VON NULL AUF HUNDERT. UND ZURÜCK

Klar, wir messen die Temperatur in Grad. Celsius. Oder doch Fahrenheit? Haben wir nicht auch einmal von der Temperatur in Kelvin gehört? Was bedeutet jetzt eigentlich was, auf der Skala zwischen null und hundert?

Bei null Grad Celsius ist uns, wenn wir nicht angemessen angezogen sind, kalt. Und wie es ist, wenn es hundert Grad Celsius hat, wollen wir besser nicht wissen. Denn dann wären wir tot.

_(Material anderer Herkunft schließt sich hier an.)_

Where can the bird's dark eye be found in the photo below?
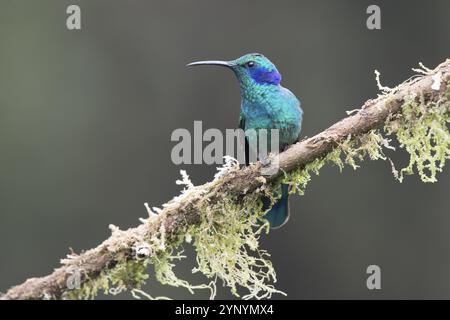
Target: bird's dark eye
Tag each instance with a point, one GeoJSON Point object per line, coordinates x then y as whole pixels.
{"type": "Point", "coordinates": [250, 64]}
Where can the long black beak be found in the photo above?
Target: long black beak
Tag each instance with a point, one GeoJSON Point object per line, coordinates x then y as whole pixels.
{"type": "Point", "coordinates": [211, 63]}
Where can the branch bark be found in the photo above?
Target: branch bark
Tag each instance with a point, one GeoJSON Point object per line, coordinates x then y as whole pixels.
{"type": "Point", "coordinates": [177, 215]}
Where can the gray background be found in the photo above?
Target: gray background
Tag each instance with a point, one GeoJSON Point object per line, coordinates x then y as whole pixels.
{"type": "Point", "coordinates": [86, 118]}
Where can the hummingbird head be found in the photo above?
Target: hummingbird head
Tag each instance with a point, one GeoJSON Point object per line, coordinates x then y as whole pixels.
{"type": "Point", "coordinates": [251, 70]}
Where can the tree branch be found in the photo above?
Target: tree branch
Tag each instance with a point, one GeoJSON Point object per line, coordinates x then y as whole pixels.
{"type": "Point", "coordinates": [178, 215]}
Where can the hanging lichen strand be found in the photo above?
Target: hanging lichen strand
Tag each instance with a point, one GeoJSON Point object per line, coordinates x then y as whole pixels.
{"type": "Point", "coordinates": [226, 239]}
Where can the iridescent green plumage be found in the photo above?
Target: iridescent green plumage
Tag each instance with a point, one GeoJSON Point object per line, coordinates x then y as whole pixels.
{"type": "Point", "coordinates": [265, 104]}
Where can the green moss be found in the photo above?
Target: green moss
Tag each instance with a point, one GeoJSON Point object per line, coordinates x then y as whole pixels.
{"type": "Point", "coordinates": [227, 237]}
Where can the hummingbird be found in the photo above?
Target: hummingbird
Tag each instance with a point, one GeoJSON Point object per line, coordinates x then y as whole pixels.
{"type": "Point", "coordinates": [265, 104]}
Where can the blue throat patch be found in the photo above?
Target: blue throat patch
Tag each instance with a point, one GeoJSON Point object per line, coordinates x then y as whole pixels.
{"type": "Point", "coordinates": [264, 76]}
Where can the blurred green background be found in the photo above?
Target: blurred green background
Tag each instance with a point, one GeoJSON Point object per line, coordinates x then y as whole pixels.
{"type": "Point", "coordinates": [86, 118]}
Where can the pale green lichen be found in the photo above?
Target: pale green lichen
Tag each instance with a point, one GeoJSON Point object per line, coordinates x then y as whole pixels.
{"type": "Point", "coordinates": [421, 129]}
{"type": "Point", "coordinates": [227, 237]}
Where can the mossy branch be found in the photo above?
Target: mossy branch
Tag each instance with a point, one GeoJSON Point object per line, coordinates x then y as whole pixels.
{"type": "Point", "coordinates": [222, 218]}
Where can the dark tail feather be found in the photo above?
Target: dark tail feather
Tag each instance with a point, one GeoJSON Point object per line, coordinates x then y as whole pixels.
{"type": "Point", "coordinates": [279, 213]}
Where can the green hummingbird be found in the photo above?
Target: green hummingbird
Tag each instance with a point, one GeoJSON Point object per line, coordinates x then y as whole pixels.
{"type": "Point", "coordinates": [265, 104]}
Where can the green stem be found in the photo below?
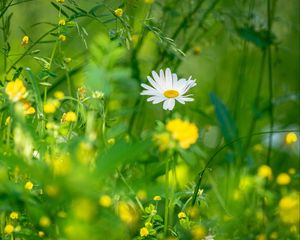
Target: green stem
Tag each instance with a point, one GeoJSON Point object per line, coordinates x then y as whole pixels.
{"type": "Point", "coordinates": [167, 198]}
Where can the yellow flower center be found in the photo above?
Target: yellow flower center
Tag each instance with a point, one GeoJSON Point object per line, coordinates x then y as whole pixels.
{"type": "Point", "coordinates": [171, 93]}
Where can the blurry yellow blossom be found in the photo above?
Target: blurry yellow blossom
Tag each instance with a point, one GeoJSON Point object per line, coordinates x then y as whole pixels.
{"type": "Point", "coordinates": [181, 215]}
{"type": "Point", "coordinates": [289, 208]}
{"type": "Point", "coordinates": [291, 138]}
{"type": "Point", "coordinates": [83, 209]}
{"type": "Point", "coordinates": [127, 213]}
{"type": "Point", "coordinates": [283, 179]}
{"type": "Point", "coordinates": [28, 185]}
{"type": "Point", "coordinates": [198, 232]}
{"type": "Point", "coordinates": [184, 132]}
{"type": "Point", "coordinates": [69, 117]}
{"type": "Point", "coordinates": [25, 40]}
{"type": "Point", "coordinates": [111, 141]}
{"type": "Point", "coordinates": [156, 198]}
{"type": "Point", "coordinates": [16, 90]}
{"type": "Point", "coordinates": [119, 12]}
{"type": "Point", "coordinates": [8, 229]}
{"type": "Point", "coordinates": [105, 201]}
{"type": "Point", "coordinates": [44, 221]}
{"type": "Point", "coordinates": [144, 232]}
{"type": "Point", "coordinates": [59, 95]}
{"type": "Point", "coordinates": [265, 171]}
{"type": "Point", "coordinates": [7, 120]}
{"type": "Point", "coordinates": [14, 215]}
{"type": "Point", "coordinates": [261, 237]}
{"type": "Point", "coordinates": [292, 171]}
{"type": "Point", "coordinates": [141, 194]}
{"type": "Point", "coordinates": [62, 22]}
{"type": "Point", "coordinates": [62, 38]}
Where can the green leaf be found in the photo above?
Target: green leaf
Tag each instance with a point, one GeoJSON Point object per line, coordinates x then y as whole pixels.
{"type": "Point", "coordinates": [225, 120]}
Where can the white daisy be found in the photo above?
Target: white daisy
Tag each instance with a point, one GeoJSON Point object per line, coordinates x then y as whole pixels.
{"type": "Point", "coordinates": [166, 88]}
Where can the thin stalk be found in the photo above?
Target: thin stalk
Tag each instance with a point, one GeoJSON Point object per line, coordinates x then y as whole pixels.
{"type": "Point", "coordinates": [167, 198]}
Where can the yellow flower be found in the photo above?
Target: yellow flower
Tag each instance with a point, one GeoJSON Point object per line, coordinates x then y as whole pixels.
{"type": "Point", "coordinates": [62, 38]}
{"type": "Point", "coordinates": [184, 132]}
{"type": "Point", "coordinates": [50, 107]}
{"type": "Point", "coordinates": [16, 90]}
{"type": "Point", "coordinates": [14, 215]}
{"type": "Point", "coordinates": [157, 198]}
{"type": "Point", "coordinates": [291, 138]}
{"type": "Point", "coordinates": [144, 232]}
{"type": "Point", "coordinates": [119, 12]}
{"type": "Point", "coordinates": [283, 179]}
{"type": "Point", "coordinates": [59, 95]}
{"type": "Point", "coordinates": [198, 232]}
{"type": "Point", "coordinates": [8, 229]}
{"type": "Point", "coordinates": [105, 201]}
{"type": "Point", "coordinates": [28, 185]}
{"type": "Point", "coordinates": [265, 171]}
{"type": "Point", "coordinates": [45, 221]}
{"type": "Point", "coordinates": [25, 40]}
{"type": "Point", "coordinates": [181, 215]}
{"type": "Point", "coordinates": [69, 117]}
{"type": "Point", "coordinates": [111, 141]}
{"type": "Point", "coordinates": [148, 1]}
{"type": "Point", "coordinates": [289, 208]}
{"type": "Point", "coordinates": [62, 22]}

Bei null Grad Fahrenheit würden wir sagen: Ziemlich sehr kalt. Genau genommen fast minus 18 Grad. Hatten wir gerade erst, stimmt. Aber angenehm war es nicht.

Bei hundert Grad Fahrenheit hingegen würden wir den Schatten suchen. Aber mehr auch nicht. Unser gewohntes Thermometer zeigte dann fast 38 Grad. Celsius.

Noch ungewöhnlicher ist es für die meisten von uns, die Temperatur in Kelvin umzurechnen. Zur Erinnerung: Kelvin ist jene Temperatureinheit, die bei Null dort zu zählen beginnt, wo es die absolut tiefste Temperatur hat, die auf der Erde gemessen werden kann: minus 273,15 Celsius. Wie unsereiner diese Tiefsttemperatur empfinden würde, ist ganz einfach zu beantworten: Gar nicht.

Wenn wir jetzt hoffen, dass hundert Kelvin mehr eine entscheidende Verbesserung darstellt: leider nein. Denn die Temperatureinheit Kelvin zählt in exakt denselben Größeneinheiten nach oben, wie das auch die Grad Celsius tun. Hundert Kelvin bedeuten also, umgerechnet in Grad Celsius: minus -173,15. Und bei dieser Temperatur gilt, was auch bei null Kelvin gilt: Da geht gar nichts mehr.

Offenbar wird es Zeit für uns, dass wir mit der Fahrenheit-Liste besser bekannt werden.